Lorsqu’elles attaquent un objectif militaire, les autorités israéliennes ont l’obligation de prendre toutes les précautions possibles afin d’éviter et, dans tous les cas, de limiter au maximum les pertes humaines au sein de la population civile et les dommages aux biens de caractère civil. Ces précautions consistent notamment à : faire tout ce qui est possible pour s’assurer qu’une cible est un objectif militaire ; choisir des moyens et des méthodes d’attaque qui réduisent le plus possible les dommages aux civil·e·s ; évaluer si une attaque serait disproportionnée ; avertir suffisamment à l’avance lorsque cela est possible ; et à annuler une attaque s’il devient manifeste qu’elle serait illégale.
Amnistie internationale n’a trouvé aucun élément indiquant que des objectifs militaires étaient présents sur le site des deux frappes ou que les personnes se trouvant dans les bâtiments en question étaient des cibles militaires, ce qui fait craindre que ces frappes ne soient des attaques directes contre des civil·e·s ou des biens de caractère civil.
Même s’il y avait eu un objectif militaire légitime à proximité de l’un des bâtiments touchés, ces frappes n’ont pas fait la distinction entre objectifs militaires et biens de caractère civil. Les éléments recueillis par Amnistie internationale indiquent également que l’armée israélienne n’a pas pris les précautions nécessaires pour réduire le plus possible les dommages causés aux civil·e·s et aux biens civils, notamment en s’abstenant d’avertir - au moins les personnes vivant dans les lieux qui ont été frappés - avant de lancer les attaques.
Les frappes aveugles qui tuent ou blessent des civil·e·s constituent des crimes de guerre. Les frappes inconsidérées qui touchent des biens civils, qu’Amnistie internationale a recensées tout au long des attaques menées actuellement par Israël, ainsi que lors des conflits de 2008-2009, de 2014 et de 2021, peuvent constituer des attaques dirigées contre des civil·e·s et des biens de caractère civil, également un crime de guerre.
La densité de population extrêmement élevée à Gaza pose des problèmes supplémentaires à toutes les parties impliquées dans le conflit. Le Hamas et les autres groupes armés sont tenus, en vertu du droit international humanitaire, de prendre toutes les précautions possibles pour protéger les civil·e·s des effets des attaques. Il s’agit notamment, dans la mesure du possible, d’éviter de placer des objectifs militaires à l’intérieur ou à proximité de zones densément peuplées.

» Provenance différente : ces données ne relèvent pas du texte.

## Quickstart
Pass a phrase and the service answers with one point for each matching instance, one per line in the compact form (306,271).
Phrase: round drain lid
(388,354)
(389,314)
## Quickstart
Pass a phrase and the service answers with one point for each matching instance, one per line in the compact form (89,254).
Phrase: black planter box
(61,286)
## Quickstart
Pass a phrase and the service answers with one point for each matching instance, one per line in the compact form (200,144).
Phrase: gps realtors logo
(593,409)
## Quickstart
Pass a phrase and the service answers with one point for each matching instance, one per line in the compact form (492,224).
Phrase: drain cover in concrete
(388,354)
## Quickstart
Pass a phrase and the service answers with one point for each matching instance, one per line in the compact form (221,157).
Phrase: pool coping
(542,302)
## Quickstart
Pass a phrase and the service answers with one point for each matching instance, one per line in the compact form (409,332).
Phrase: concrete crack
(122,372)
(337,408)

Toutefois, même si les groupes armés ne remplissent pas leurs obligations, Israël reste lié par le droit international humanitaire, notamment par l’interdiction des attaques menées sans discrimination et disproportionnées.
Complément d’information
Amnistie internationale appelle toutes les parties à un cessez-le-feu immédiat afin d’éviter de nouvelles pertes humaines et de garantir l’accès à l’aide pour la population de Gaza, qui se trouve confrontée à une catastrophe humanitaire sans précédent.
Les recherches d’Amnistie internationale montrent que, le 7 octobre 2023, le Hamas et d’autres groupes armés ont procédé à des tirs de roquettes aveugles sur Israël et envoyé des combattants, qui ont commis des crimes de guerre tels que des massacres de civil·e·s et des prises d’otages. Selon les autorités israéliennes, au moins 239 personnes, dont 33 enfants, sont toujours otages du Hamas et d’autres groupes armés à Gaza.
L’organisation a aussi recueilli des preuves accablantes de crimes de guerre perpétrés par les forces israéliennes dans le cadre de leur offensive contre Gaza, notamment d’autres attaques menées sans discrimination, qui ont fait de très nombreuses victimes parmi la population civile, décimé des familles entières et détruit des quartiers résidentiels.